Organizations face common challenges with Continuous Delivery
Organizations still face challenges and toil getting software across the finish line to production. Investments in Continuous Delivery aim to bring more consistent and safer approaches to getting features into production.
As engineers, we are always seeking to better our craft. Investments in engineering efficiency raise the collective bar for all. At Harness, we’re fortunate to have the opportunity to talk to many organizations along their Continuous Delivery journeys. Part of what we do when engaging with a customer or prospect is run a Continuous Delivery Capability Assessment (CDCA) to catalog and measure maturity.
Over the past year, we have analyzed and aggregated our capability assessments, uncovering common challenges organizations face. In our Continuous Delivery Insights report, we identified the time, effort, cost and velocity associated with their current Continuous Delivery process. Our data shows that velocity is up – but complexity and cost are also on the rise.
We measured Continuous Delivery performance metrics across over 100 firms and found that as sophisticated as many are, there is still a lot of effort required to get features/fixes into production. At organizations that are looking to strengthen or further their Continuous Delivery goals, we noticed the following median [middle] or average values.
We define deployment frequency as the number of times a build is deployed to production. In terms of a microservices architecture, deployment frequency is usually increased as the number of services typically have a one-to-one relationship with the build. For the sample set we interviewed, the median deployment frequency is ten days, which shows bi-monthly deployments are becoming the norm.
These bi-monthly deployments might be on-demand, but the lead times start to add up. Lead time is the amount of time needed to validate a deployment once the process has started. Our sample shows that organizations typically require an average of eight hours; e.g eight hours of advance notice to allow validation and sign off of a deployment.
During those eight hours of lead time and the validation steps, if a decision is made to roll back, we saw that organizations averaged 60 minutes to restore a service, i.e. roll back or roll forward. An hour might not seem long to some, but for engineers, every second can feel stressful as you race to restore your SLAs.

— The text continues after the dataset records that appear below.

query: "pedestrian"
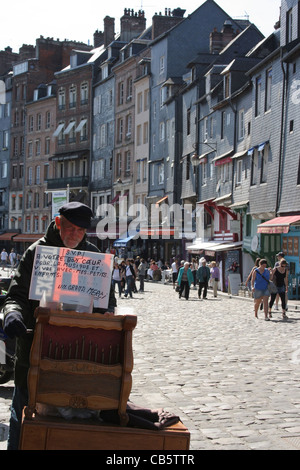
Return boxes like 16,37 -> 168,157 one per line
177,261 -> 194,300
251,259 -> 272,320
190,258 -> 198,289
171,258 -> 178,289
210,261 -> 220,297
9,248 -> 17,268
197,258 -> 210,299
274,251 -> 289,310
111,261 -> 122,297
1,248 -> 8,266
269,258 -> 289,320
138,258 -> 147,292
124,258 -> 135,299
3,202 -> 116,450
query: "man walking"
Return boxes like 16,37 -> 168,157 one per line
197,258 -> 210,299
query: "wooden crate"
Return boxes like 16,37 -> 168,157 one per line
20,416 -> 190,450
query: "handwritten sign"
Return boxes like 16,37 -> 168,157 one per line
29,245 -> 113,308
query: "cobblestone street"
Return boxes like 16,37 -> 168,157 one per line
0,282 -> 300,450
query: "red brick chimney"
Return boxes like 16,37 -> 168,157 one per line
152,8 -> 185,39
210,20 -> 239,54
120,8 -> 146,42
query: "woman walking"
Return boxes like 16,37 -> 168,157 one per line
210,261 -> 220,297
269,258 -> 288,320
251,259 -> 272,320
177,261 -> 194,300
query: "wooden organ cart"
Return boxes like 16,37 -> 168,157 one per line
20,307 -> 189,450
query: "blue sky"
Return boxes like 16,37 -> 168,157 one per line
0,0 -> 281,52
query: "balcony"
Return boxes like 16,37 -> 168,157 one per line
47,176 -> 89,189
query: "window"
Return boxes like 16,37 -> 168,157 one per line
58,88 -> 66,110
35,139 -> 41,157
265,69 -> 272,112
80,82 -> 89,104
185,158 -> 191,180
144,90 -> 150,111
236,160 -> 243,185
255,76 -> 261,117
46,111 -> 51,129
36,113 -> 42,131
221,111 -> 226,140
286,8 -> 293,43
28,141 -> 33,158
100,124 -> 106,147
260,145 -> 269,183
203,117 -> 208,142
99,159 -> 105,179
118,118 -> 123,142
118,82 -> 124,105
238,109 -> 245,140
126,114 -> 132,139
143,122 -> 149,144
224,73 -> 230,98
158,163 -> 165,184
159,122 -> 165,142
34,193 -> 40,209
251,150 -> 258,186
80,120 -> 87,142
201,162 -> 207,185
68,121 -> 76,144
3,131 -> 9,149
116,153 -> 122,177
35,165 -> 41,184
69,85 -> 76,108
28,116 -> 34,132
27,167 -> 32,186
136,125 -> 142,145
125,151 -> 131,176
126,77 -> 132,101
137,93 -> 143,114
159,56 -> 165,74
186,108 -> 191,135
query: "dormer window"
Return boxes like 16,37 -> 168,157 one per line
224,73 -> 231,98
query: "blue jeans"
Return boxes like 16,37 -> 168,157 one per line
7,387 -> 28,450
112,279 -> 122,297
125,276 -> 133,297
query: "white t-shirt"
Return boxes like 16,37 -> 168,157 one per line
171,261 -> 177,273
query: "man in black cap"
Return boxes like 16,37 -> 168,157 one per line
3,202 -> 116,450
274,251 -> 289,310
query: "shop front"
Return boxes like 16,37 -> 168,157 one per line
257,215 -> 300,275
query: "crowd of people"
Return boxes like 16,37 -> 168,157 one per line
112,252 -> 289,320
246,251 -> 289,321
112,256 -> 220,300
0,248 -> 21,268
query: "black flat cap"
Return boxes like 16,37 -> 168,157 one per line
59,201 -> 94,228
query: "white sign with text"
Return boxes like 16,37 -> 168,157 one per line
29,245 -> 113,308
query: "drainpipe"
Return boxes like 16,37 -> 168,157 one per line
275,48 -> 287,216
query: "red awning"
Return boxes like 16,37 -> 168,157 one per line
0,232 -> 19,240
257,215 -> 300,233
14,233 -> 44,243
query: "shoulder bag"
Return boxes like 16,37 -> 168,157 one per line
256,269 -> 278,294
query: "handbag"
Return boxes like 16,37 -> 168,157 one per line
256,270 -> 278,294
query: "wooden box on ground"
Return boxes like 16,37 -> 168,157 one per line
20,417 -> 190,450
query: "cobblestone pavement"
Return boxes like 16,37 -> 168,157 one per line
0,282 -> 300,450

Adding up all the effort from different team members during a deployment, getting an artifact into production represented an average of 25 human hours of work. Certainly, different team members will have varying levels of involvement throughout the build, deploy, and validation cycles, but this represents more than half a week of a full-time employee’s work in total burden.
Software development is full of unknowns; core to innovation is developing approaches and features for the first time. The expectation is for us to iterate and learn from failures. We certainly have gotten better at deployment and testing methodologies. One way to measure this is through change failure rate, or the percentage of deployments that fail. Through our sample set, an average 11% of deployments failed. Even with modern approaches being defined, organizations still have a long way to go to increase their velocity safety in deployments in terms of adopting modern approaches.

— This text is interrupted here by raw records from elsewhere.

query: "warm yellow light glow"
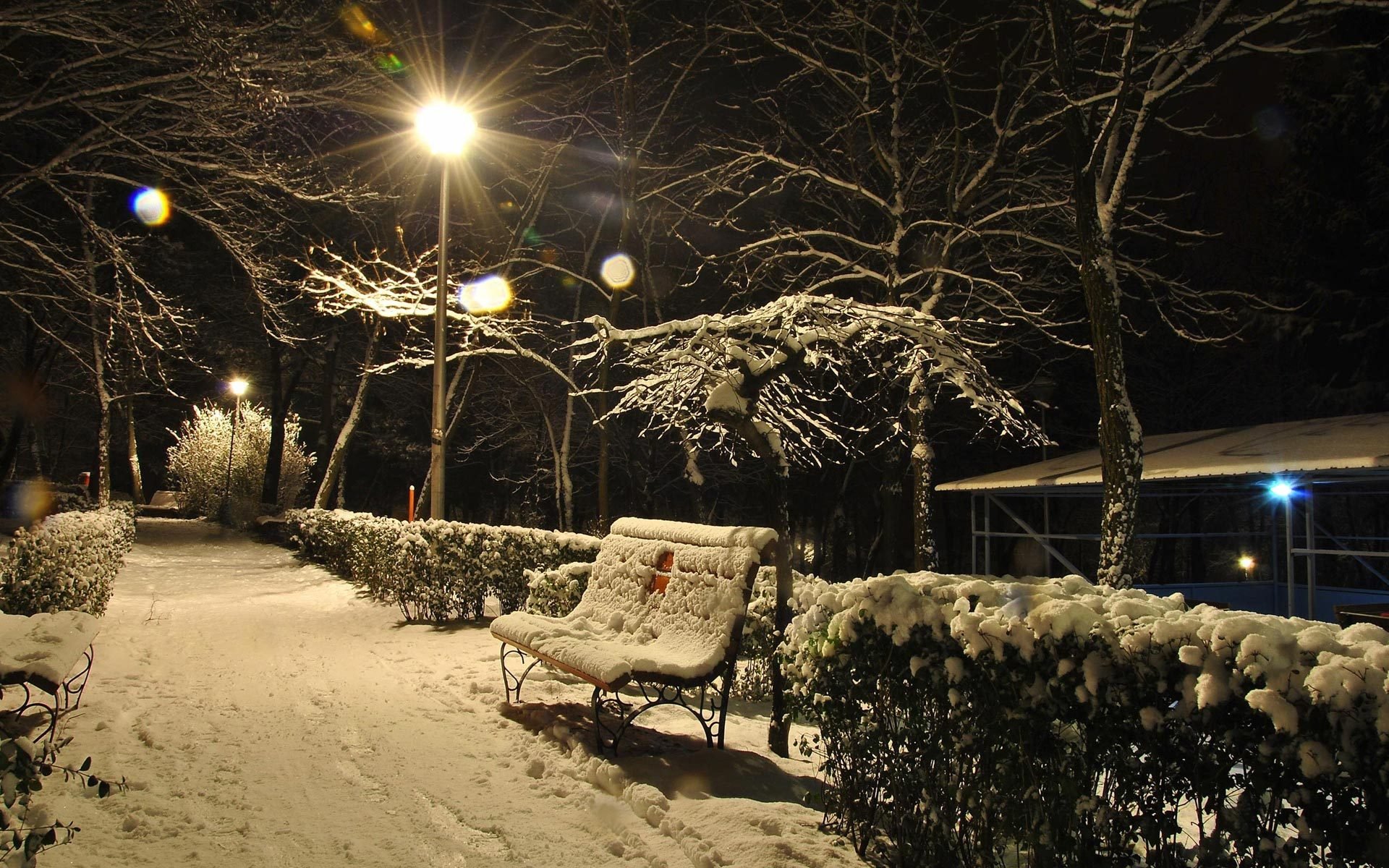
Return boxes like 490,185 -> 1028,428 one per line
415,103 -> 477,157
459,273 -> 511,314
130,187 -> 169,226
599,252 -> 636,289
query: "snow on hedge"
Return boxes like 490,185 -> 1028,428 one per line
0,507 -> 135,616
785,572 -> 1389,864
286,510 -> 599,622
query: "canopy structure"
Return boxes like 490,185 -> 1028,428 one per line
936,412 -> 1389,492
936,412 -> 1389,616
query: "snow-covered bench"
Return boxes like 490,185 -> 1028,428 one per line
492,518 -> 776,753
0,611 -> 97,740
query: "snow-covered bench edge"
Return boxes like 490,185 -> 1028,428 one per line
492,518 -> 776,753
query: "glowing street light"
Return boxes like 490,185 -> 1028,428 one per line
599,252 -> 636,289
222,378 -> 247,524
130,187 -> 169,226
415,103 -> 477,518
459,273 -> 511,314
415,103 -> 477,157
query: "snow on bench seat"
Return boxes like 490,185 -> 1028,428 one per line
492,518 -> 776,747
0,611 -> 98,738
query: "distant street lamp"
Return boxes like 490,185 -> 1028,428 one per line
415,103 -> 477,518
222,378 -> 246,525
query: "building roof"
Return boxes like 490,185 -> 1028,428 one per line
936,412 -> 1389,492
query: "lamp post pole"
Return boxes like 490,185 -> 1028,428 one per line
429,160 -> 449,518
415,103 -> 477,518
222,379 -> 246,524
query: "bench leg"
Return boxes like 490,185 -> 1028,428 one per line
593,675 -> 734,755
501,642 -> 540,704
593,687 -> 633,757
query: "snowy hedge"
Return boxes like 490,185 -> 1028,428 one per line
286,510 -> 599,622
0,504 -> 135,616
785,574 -> 1389,865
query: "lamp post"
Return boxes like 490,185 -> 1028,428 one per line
222,378 -> 246,524
415,103 -> 477,518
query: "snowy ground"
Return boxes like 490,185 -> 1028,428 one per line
41,519 -> 859,868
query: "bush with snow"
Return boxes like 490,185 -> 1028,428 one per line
168,403 -> 314,525
525,561 -> 593,618
785,574 -> 1389,865
0,504 -> 135,616
286,510 -> 599,622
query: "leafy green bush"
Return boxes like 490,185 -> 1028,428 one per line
0,736 -> 125,868
286,510 -> 599,622
168,403 -> 314,525
785,574 -> 1389,865
0,504 -> 135,616
525,561 -> 593,618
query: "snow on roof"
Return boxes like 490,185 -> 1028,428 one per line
936,412 -> 1389,492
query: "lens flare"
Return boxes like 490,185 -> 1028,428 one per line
338,3 -> 391,46
3,479 -> 53,524
130,187 -> 169,226
376,51 -> 406,75
415,103 -> 477,156
599,252 -> 636,289
459,273 -> 511,314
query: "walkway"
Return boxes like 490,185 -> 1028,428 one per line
41,519 -> 859,868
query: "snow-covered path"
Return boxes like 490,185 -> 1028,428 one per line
41,519 -> 859,868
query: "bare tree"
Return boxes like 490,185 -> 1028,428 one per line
693,0 -> 1075,568
1037,0 -> 1389,586
590,294 -> 1040,755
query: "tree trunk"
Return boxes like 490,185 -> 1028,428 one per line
125,396 -> 145,506
314,322 -> 340,491
1046,0 -> 1143,587
82,209 -> 111,507
314,322 -> 379,510
261,339 -> 285,504
907,368 -> 938,569
767,461 -> 794,757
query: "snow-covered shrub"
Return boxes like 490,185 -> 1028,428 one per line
287,510 -> 599,622
734,566 -> 824,702
785,574 -> 1389,865
0,507 -> 135,616
0,735 -> 125,868
525,561 -> 593,618
168,403 -> 314,525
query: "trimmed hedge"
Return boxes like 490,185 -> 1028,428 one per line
783,574 -> 1389,867
286,510 -> 599,622
0,504 -> 135,616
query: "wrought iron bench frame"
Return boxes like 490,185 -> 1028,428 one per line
492,516 -> 775,755
0,613 -> 95,741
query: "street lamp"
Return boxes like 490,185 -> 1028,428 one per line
415,103 -> 477,518
222,378 -> 246,524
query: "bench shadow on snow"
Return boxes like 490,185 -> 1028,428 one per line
500,703 -> 821,804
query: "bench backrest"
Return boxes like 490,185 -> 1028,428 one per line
569,518 -> 776,647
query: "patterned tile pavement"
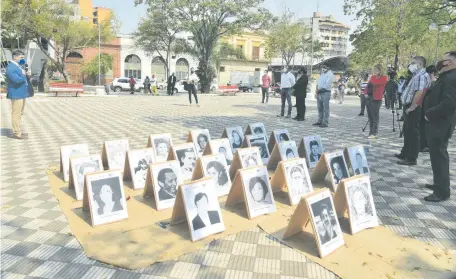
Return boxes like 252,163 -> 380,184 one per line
0,94 -> 456,279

Modern Approaches and Challenges
The goal of Continuous Delivery is to collectively raise the bar around software delivery. For organizations looking to increase agility and safety, a canary deployment seems like an obvious choice for safer deployments. A canary deployment is essentially a safe approach to releasing where you send in a canary [release candidate] and incrementally replace the stable version until the canary takes over. If at any time the canary is not promoted, the stable version supersedes.
As simple as this concept is to grasp, in practice can be difficult. Making decisions on when to promote and roll-back a canary can be challenging to automate. In Continuous Delivery Insights 2020, we found that only about four percent of organizations were taking a canary based approach somewhere in their organization.
When a failure does arise with a production deployment, you are left with two choices which certainly impacts mean time to recovery [MTTR]. Organizations can choose to roll back to the last known working version to minimize MTTR and have proper time to fix, but this impacts getting the features out. Alternatively, organizations can roll forward with a fix rather than restore, which is riskier toward MTTR but increases the velocity in which the features will be deployed. Among the organizations we interviewed, 85% take the more conservative approach in rolling back to restore then fix the redeploy.
We are excited to start tracking metrics on the overall challenges with Continuous Delivery year over year while we work toward improving the metrics and adoption of Continuous Delivery approaches. Organizations still face challenges and toil getting software across the finish line to production. Investments in Continuous Delivery aims to bring more consistent and safer approaches to getting features into production.